Cleaning up after the snow break

February 22, 2010

You have been away from your office for a few days, or for a vacation, or dealing with some other set of circumstances that took you out of your regular routine. Now you are getting back to the office, or back home, and back to the routine. What do you do about everything that wasn’t done?

Are you one of those people who will be scrambling to ‘catch up’? Do you hit your office feeling like you are already hopelessly behind? Does it look like you will never catch up on all the work that piled up in your absence? Are you tired and stressed out already?

You’re not alone, and it doesn’t have to go that way!

What if, instead of diving in to all the work that piled up (or the chores, or whatever it is for you), you recognized that you were going to walk into a potential huge mess and made the appropriate plans? Have you ever considered giving yourself what Jack Canfield calls a buffer day?

Many of us think that they way to get back on top of things is to just dive in, and plow through as much as we can, as fast as we can. Sometimes that works, but more often it leaves you worn out, frustrated, and anxious – waiting for the other shoe to drop or for whatever you are not getting to to blow up.

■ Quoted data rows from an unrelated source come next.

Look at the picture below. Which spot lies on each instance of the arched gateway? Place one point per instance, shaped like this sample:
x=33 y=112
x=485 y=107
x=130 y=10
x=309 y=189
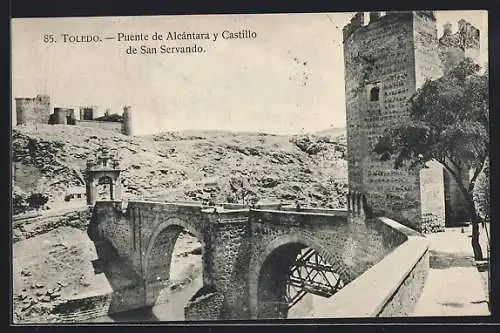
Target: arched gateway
x=104 y=170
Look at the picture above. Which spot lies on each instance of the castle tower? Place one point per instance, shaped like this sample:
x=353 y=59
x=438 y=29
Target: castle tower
x=88 y=112
x=127 y=128
x=33 y=110
x=385 y=62
x=61 y=116
x=453 y=48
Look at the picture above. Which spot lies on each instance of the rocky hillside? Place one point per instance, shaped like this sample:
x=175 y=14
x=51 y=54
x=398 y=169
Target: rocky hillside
x=223 y=166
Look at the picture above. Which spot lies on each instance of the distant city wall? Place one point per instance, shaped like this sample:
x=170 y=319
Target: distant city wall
x=106 y=125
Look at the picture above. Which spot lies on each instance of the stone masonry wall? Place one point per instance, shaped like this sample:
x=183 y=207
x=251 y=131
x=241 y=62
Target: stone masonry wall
x=393 y=54
x=206 y=307
x=106 y=125
x=432 y=198
x=229 y=262
x=350 y=247
x=405 y=298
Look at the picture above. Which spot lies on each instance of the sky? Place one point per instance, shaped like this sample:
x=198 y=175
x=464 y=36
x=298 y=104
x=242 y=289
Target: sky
x=287 y=80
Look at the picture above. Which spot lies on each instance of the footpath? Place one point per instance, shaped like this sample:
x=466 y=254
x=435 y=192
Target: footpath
x=454 y=286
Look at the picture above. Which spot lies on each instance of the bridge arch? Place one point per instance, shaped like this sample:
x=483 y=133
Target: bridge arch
x=268 y=281
x=158 y=256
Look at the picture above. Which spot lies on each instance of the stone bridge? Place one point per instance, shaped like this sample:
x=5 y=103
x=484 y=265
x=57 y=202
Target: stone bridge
x=256 y=260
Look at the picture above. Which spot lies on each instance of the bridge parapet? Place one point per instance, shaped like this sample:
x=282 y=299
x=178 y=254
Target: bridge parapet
x=289 y=216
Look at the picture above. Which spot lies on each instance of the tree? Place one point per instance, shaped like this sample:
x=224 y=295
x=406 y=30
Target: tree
x=448 y=123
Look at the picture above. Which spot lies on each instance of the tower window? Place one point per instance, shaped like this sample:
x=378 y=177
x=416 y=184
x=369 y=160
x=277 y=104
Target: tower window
x=374 y=94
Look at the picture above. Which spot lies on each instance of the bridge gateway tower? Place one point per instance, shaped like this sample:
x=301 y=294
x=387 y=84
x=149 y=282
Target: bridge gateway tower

What if you gave yourself time to bring everything back into existence? Time to review everything that is there and re-assess the relative importance of all that you have to do? Most likely what was really important 10 days ago might not be at the top of the pile, and something that wasn’t even on your radar 10 days ago has the potential to become a real problem if it isn’t dealt with quickly.

Here’s an example for you. Two years ago, I took a 10 day vacation to Ireland with my brother and sister. It was a fabulous trip, and I was really on vacation. I didn’t check my email while I was gone, and I had not set my phone up to work over there either. I knew the power of truly taking time off. (My brother and sister, on the other hand, were checking their email at every hotel we checked into. Not that there was anything they were going to be able to do, but they felt they had to check.)

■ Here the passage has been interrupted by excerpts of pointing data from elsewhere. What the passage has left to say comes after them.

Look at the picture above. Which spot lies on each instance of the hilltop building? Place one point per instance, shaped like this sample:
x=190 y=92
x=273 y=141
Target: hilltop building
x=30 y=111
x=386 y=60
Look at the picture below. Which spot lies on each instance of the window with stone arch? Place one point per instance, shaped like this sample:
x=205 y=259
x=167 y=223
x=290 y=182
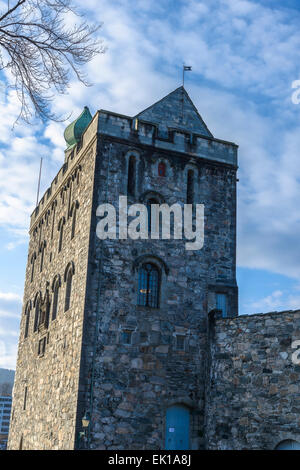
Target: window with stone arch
x=37 y=312
x=148 y=285
x=73 y=214
x=42 y=252
x=55 y=290
x=68 y=278
x=61 y=233
x=33 y=258
x=131 y=180
x=27 y=318
x=162 y=169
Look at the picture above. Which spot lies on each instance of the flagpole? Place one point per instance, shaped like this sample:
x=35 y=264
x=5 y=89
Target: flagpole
x=38 y=191
x=184 y=68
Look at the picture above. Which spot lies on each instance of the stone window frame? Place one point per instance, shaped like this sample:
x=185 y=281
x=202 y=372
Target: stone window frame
x=32 y=261
x=230 y=291
x=191 y=167
x=73 y=214
x=37 y=306
x=68 y=279
x=163 y=270
x=56 y=285
x=42 y=253
x=169 y=172
x=27 y=314
x=126 y=330
x=182 y=335
x=60 y=228
x=137 y=156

Before I left for Ireland, I had set up my first two days back as buffer days. I was going to use these two days to unpack, restock the fridge, get settled in, and review everything that came in while I was gone. When I turned on my email, there were 893 new messages waiting for me. (You are already cringing, aren’t you?) But, I wasn’t fazed at all. I had set aside the time to sort through all of it. And, I was completely caught up with all that email before lunch!

When I really ‘went back to work’ the next day – I was very clear what needed to be done, and what my priorities were, and I was also up to speed on everything that had happened during my absence. No stress, no exhaustion, and no anxiety about any hidden crisis.

Give yourself the gift of time – set aside time to just review everything you are working on, get yourself up to speed on current status and priorities, then dive in!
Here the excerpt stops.